Wish i'd gone to sleep post coital, in that happy haze where everything is wonderful and everyone is relaxed and loved up. But nope! What were we thinking, my love and i, to stay up, only to get into issues that are deep and disturbing about our relationship and where it has gone or may be going. Not a good idea at all. Decided, after much discussion to call a truce, ignore our issues and get back to it another day.

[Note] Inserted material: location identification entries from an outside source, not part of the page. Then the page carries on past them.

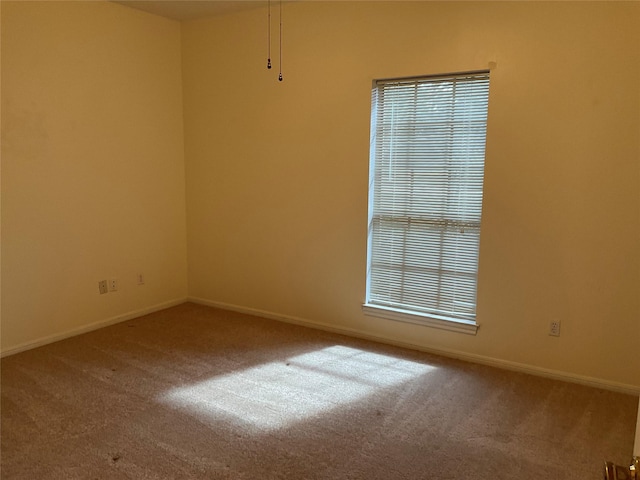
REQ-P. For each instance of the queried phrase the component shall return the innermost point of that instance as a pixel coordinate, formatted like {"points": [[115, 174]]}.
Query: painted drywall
{"points": [[277, 172], [92, 166]]}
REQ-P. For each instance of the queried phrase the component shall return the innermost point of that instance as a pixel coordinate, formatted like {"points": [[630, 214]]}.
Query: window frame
{"points": [[393, 312]]}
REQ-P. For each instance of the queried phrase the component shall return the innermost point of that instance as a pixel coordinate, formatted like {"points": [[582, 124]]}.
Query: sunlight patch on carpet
{"points": [[276, 394]]}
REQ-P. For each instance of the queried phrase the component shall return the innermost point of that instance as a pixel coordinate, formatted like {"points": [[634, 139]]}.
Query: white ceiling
{"points": [[191, 9]]}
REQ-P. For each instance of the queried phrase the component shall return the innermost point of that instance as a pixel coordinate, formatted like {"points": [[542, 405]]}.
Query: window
{"points": [[425, 198]]}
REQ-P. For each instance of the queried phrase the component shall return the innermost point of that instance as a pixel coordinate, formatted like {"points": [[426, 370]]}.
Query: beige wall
{"points": [[277, 173], [92, 166]]}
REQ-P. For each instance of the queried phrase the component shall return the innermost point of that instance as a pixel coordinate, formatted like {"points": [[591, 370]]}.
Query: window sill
{"points": [[453, 325]]}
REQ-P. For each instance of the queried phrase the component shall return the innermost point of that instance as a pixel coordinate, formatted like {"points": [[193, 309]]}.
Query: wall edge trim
{"points": [[90, 327]]}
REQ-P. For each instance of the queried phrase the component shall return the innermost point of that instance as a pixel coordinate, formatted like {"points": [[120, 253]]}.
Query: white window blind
{"points": [[427, 169]]}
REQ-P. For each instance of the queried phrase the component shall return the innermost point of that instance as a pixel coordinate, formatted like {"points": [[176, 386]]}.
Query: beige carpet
{"points": [[195, 392]]}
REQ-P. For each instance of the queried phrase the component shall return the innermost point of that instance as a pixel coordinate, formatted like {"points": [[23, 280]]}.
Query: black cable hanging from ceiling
{"points": [[269, 37], [280, 74]]}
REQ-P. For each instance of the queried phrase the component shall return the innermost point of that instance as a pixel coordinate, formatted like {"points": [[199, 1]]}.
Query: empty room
{"points": [[320, 239]]}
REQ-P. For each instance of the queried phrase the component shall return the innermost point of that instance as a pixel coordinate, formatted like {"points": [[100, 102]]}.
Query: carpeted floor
{"points": [[198, 393]]}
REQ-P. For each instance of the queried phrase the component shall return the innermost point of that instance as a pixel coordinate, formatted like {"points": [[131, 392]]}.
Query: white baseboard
{"points": [[469, 357], [90, 327]]}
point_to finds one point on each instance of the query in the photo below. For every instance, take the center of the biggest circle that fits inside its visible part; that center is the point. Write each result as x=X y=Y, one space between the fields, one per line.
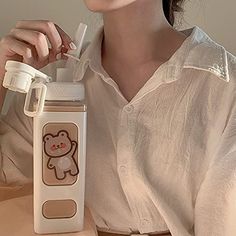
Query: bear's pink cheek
x=63 y=145
x=53 y=147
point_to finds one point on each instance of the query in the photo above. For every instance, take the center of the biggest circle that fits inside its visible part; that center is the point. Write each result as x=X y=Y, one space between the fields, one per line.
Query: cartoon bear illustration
x=60 y=149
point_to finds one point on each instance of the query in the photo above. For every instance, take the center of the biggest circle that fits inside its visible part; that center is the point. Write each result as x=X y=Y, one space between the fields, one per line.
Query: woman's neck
x=139 y=33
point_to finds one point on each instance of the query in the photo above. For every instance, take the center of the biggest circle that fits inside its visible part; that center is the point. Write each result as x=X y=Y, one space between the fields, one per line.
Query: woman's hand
x=34 y=42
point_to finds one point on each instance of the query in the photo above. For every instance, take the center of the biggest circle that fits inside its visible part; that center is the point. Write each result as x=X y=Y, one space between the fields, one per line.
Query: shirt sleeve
x=215 y=206
x=16 y=143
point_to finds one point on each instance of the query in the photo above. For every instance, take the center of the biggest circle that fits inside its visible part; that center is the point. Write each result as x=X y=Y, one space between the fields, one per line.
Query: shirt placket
x=126 y=168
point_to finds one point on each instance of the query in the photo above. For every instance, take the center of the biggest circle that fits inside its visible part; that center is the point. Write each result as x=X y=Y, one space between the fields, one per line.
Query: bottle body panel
x=59 y=171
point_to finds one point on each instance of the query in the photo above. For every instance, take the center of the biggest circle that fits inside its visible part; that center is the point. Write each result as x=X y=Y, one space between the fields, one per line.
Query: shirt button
x=123 y=170
x=144 y=222
x=129 y=108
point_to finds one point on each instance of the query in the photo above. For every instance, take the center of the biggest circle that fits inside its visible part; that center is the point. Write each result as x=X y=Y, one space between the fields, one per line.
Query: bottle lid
x=65 y=91
x=18 y=76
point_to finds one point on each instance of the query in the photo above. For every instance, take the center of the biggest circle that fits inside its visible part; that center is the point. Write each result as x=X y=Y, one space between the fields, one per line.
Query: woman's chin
x=106 y=5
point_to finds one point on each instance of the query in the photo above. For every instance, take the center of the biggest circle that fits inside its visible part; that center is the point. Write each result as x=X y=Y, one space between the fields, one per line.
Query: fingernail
x=58 y=56
x=72 y=46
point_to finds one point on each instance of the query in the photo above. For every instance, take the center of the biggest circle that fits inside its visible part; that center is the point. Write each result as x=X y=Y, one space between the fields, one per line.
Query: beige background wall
x=216 y=17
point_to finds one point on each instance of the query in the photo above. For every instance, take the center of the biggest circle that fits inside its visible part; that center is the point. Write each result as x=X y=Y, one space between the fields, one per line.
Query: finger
x=37 y=39
x=12 y=46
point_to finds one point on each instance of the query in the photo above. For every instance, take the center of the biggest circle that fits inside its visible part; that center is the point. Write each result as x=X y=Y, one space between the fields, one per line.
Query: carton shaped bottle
x=59 y=159
x=59 y=115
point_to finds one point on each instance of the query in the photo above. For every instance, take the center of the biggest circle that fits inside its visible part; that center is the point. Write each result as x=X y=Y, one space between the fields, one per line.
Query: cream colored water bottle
x=59 y=158
x=59 y=141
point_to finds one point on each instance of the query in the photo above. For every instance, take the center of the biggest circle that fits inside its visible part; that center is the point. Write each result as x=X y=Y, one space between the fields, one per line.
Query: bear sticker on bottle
x=60 y=162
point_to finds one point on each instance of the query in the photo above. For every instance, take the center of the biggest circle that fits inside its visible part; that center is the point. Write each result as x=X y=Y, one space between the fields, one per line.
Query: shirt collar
x=198 y=51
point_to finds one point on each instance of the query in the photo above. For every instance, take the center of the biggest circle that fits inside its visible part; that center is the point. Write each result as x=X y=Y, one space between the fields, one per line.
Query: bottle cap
x=65 y=91
x=18 y=76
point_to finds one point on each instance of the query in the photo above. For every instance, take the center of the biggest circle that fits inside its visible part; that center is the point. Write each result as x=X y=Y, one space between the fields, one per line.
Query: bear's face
x=58 y=145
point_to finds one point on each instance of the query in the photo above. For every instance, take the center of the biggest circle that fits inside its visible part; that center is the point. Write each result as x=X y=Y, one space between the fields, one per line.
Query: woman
x=161 y=110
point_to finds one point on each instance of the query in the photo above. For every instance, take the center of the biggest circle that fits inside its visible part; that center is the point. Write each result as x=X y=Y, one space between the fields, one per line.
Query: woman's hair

Earlier today, we were discussing our lack of procreative prowess and love of my life has come up with an interesting theory. Perhaps my womb is inhospitable to things that have more of my own DNA rather than more of his DNA. The only reason my beautiful little star survived my womb was because her DNA is more like his. Though looking at her, you have to wonder who she is more like. Him or me. Though her body shape is definately his, i often feel like she is as much of a mini me as she can be.

Next doctors appointment, coming up on Tuesday, should be nicely revealing. Why did the poor thing fail inside me? Knowing it has to be genetics. But what if it comes back genetically sound. Does that open any doors to trying for another one?

For the first time this weekend, my darling daughter has asked for an older sister so that she would have someone to play with. I told her she would never have an older sister and having a younger one would mean years of pooping and crying before the play even started. She was fine with that but thankfully gave up the topic to watch Surviver with us on telly.

Either way, the search for a reliable means of contraception is on. I can not take pills. They make me psycho (more so than normal - it is NOT a pretty sight). He will not be snipped. God forbid anyone touches his precious boys - hell to pay! And i really, really can not go through this again so the time of unfettered sex is over. Though i did swear at him this weekend because we have not taken any precautions yet and i did a google and found out that a woman may ovulate anytime between 2-6 weeks after a D&C. We're just on 2 weeks and i swear, if there's another oopsie, i'm just going to loose it and will neuter him myself if i have to!

So another week is about to start. And now that we've finished most of the major things we had to do, i think i'll need to find other things to occupy myself with.